There are many symptoms to mineral deficiencies, some are more difficult to find than others. One must be aware and cognizant of the behaviors or blemishes on ones body. Being focused on consuming foods which are dense in minerals are among one of the many answers. Maintaining a mineral rich diet should be a conscious focus. Understanding that as an athlete, you need an abnormal intake of minerals and shouldn’t settle for the diets, which are normally consumed.
Vegan athletes are finding plant foods a source for renewed energy and achievement, and are proving, against the traditional wisdom favoring meat consumption, that a vegan diet will support competitive athletic performance.
Brendan Brazier is a vegan triathlete from Vancouver, Canada, who describes himself as 80% raw. Since information on how to become a successful vegan athlete is not widely available, Brazier used trial and error. He noted that when he consumed highly processed protein isolate powders, he experienced muscle stiffness and joint pain. When he began to eat all raw, natural, alkalizing foods his recovery time improved, and his stiffness and pain faded. Brazier is the author of “The Thrive Diet,” and is a world recognized authority on plant-based nutrition. In 2006, Brazier won the National 50km Ultramarathon Championship, setting a new record. Brazier holds an impressive record of other triumphs. He credits his vegan diet to improved sleep and endurance.
Moreover, there are also many biological supplements which can add to your diet much nutritional value.
A study published in Angiology shows that supplementation with the pine bark extract improves blood flow to the muscles which speeds recovery after physical exercise. “With the millions of athletes worldwide, this truly is a profound breakthrough and extremely significant for all individuals interested in muscle cramp and pain relief with a natural approach. These findings indicate that pine bark extract can play an important role in sports by improving blood flow to the muscles and hastening post-exercise recovery,” said Dr. Peter Rohdewald, a lead researcher of the study. ”

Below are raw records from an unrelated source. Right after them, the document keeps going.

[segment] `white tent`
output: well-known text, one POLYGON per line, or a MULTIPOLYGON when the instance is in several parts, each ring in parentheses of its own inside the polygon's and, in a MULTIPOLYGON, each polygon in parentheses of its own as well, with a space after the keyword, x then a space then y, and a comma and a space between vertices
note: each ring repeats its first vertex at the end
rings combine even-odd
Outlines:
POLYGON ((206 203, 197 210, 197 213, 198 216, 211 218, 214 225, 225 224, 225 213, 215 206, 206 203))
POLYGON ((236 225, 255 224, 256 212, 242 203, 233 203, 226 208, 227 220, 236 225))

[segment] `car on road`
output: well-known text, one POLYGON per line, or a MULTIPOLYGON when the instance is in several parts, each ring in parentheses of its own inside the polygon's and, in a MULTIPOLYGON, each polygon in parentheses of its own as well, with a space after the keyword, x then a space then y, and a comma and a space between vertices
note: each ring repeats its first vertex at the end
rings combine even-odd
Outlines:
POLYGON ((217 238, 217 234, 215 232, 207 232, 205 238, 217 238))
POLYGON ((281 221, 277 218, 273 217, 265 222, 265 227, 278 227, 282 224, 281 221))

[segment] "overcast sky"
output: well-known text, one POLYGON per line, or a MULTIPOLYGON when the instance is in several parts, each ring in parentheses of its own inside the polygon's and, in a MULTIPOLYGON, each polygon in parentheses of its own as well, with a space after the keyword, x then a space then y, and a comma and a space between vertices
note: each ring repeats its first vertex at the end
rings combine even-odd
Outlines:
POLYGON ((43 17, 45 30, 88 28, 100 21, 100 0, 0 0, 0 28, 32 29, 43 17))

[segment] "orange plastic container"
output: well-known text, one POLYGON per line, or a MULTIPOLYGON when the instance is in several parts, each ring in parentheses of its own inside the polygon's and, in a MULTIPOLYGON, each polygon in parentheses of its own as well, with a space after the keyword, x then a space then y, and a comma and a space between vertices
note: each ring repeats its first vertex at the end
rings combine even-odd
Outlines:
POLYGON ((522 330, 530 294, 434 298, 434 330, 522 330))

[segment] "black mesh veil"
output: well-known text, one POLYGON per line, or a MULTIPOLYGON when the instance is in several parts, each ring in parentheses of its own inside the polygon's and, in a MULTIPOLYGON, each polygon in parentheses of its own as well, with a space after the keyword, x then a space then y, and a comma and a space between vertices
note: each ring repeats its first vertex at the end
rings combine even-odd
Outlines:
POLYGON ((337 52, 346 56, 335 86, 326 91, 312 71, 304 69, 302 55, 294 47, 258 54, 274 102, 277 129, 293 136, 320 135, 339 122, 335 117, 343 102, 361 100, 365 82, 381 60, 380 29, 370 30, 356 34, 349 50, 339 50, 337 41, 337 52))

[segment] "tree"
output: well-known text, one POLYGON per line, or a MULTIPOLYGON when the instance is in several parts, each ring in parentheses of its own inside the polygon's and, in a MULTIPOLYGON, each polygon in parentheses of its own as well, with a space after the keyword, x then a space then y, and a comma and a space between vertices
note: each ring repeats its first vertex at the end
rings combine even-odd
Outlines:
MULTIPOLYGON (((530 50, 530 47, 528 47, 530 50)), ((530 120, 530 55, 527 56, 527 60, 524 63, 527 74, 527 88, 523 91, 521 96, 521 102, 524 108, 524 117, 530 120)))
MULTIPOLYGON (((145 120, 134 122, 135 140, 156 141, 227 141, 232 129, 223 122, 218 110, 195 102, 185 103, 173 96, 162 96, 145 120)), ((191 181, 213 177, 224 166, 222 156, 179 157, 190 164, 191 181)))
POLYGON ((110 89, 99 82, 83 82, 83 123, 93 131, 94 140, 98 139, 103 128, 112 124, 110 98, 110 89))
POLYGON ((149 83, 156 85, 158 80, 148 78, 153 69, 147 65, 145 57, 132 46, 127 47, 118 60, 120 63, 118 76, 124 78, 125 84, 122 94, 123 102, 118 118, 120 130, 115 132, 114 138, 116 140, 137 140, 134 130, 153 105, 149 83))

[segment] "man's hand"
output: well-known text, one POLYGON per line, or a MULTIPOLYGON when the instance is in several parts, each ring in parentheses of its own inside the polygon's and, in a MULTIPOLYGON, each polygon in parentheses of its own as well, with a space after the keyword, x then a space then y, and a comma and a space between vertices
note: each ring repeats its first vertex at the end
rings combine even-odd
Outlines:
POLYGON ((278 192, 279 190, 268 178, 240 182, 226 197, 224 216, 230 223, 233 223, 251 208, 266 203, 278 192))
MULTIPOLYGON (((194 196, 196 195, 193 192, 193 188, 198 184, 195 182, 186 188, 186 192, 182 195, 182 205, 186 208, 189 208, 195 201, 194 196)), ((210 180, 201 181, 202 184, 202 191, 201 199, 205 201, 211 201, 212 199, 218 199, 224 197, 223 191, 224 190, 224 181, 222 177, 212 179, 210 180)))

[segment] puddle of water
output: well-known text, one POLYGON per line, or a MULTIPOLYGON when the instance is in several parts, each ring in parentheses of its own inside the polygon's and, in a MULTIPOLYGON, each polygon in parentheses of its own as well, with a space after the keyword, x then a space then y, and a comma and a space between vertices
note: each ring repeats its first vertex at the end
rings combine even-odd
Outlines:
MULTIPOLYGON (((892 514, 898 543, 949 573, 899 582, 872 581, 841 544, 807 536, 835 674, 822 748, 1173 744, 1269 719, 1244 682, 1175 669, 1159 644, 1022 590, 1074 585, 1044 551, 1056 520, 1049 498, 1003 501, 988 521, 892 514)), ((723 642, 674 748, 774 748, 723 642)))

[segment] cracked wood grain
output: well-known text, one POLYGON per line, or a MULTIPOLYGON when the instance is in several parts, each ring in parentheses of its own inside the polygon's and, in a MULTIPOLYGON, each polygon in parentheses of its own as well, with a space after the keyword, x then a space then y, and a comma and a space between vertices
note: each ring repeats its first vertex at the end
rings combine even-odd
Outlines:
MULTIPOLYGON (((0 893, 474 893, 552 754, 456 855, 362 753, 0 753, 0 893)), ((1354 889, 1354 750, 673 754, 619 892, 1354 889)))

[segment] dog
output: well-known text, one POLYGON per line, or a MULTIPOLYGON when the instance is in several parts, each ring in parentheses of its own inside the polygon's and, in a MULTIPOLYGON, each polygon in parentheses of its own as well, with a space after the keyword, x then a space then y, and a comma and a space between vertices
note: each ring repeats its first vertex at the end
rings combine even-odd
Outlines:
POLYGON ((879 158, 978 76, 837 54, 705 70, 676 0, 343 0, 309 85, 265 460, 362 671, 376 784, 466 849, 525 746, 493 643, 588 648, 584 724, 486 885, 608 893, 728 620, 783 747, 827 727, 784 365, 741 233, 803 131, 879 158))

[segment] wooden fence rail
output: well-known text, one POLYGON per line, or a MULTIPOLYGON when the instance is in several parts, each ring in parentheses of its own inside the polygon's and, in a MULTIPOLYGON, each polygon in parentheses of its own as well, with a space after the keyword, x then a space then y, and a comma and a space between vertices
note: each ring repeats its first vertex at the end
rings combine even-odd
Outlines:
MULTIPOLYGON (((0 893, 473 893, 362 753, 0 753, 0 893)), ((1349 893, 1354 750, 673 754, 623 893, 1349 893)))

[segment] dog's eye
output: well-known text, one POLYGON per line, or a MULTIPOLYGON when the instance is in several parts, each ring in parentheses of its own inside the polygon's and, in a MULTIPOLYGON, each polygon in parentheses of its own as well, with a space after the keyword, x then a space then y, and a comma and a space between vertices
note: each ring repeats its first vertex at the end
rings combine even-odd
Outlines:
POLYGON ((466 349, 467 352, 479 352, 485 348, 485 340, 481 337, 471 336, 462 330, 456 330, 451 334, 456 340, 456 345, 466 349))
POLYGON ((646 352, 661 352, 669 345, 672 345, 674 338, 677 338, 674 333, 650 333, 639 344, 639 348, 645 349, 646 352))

Pine bark extract improves the blood supply to muscle tissue creating a relief effect on muscle cramping and pain. Poor circulation in the muscle is known to cause cramps and pine bark extract improved the cramping in patients due to a stimulation of blood flow to their muscle tissue. Nitric oxide (NO) a blood gas, is well known to enhance blood flow and pine bark extract may be influencing the activity of NO,” said Rohdewald. “The insufficient production of NO is the common denominator responsible for impaired blood flow in vascular disease.”
Strenuous exercise is known to involve muscle damage which may be followed by symptoms of inflammation. In separate studies pine bark extract demonstrated its anti-inflammatory effects in many clinical trials.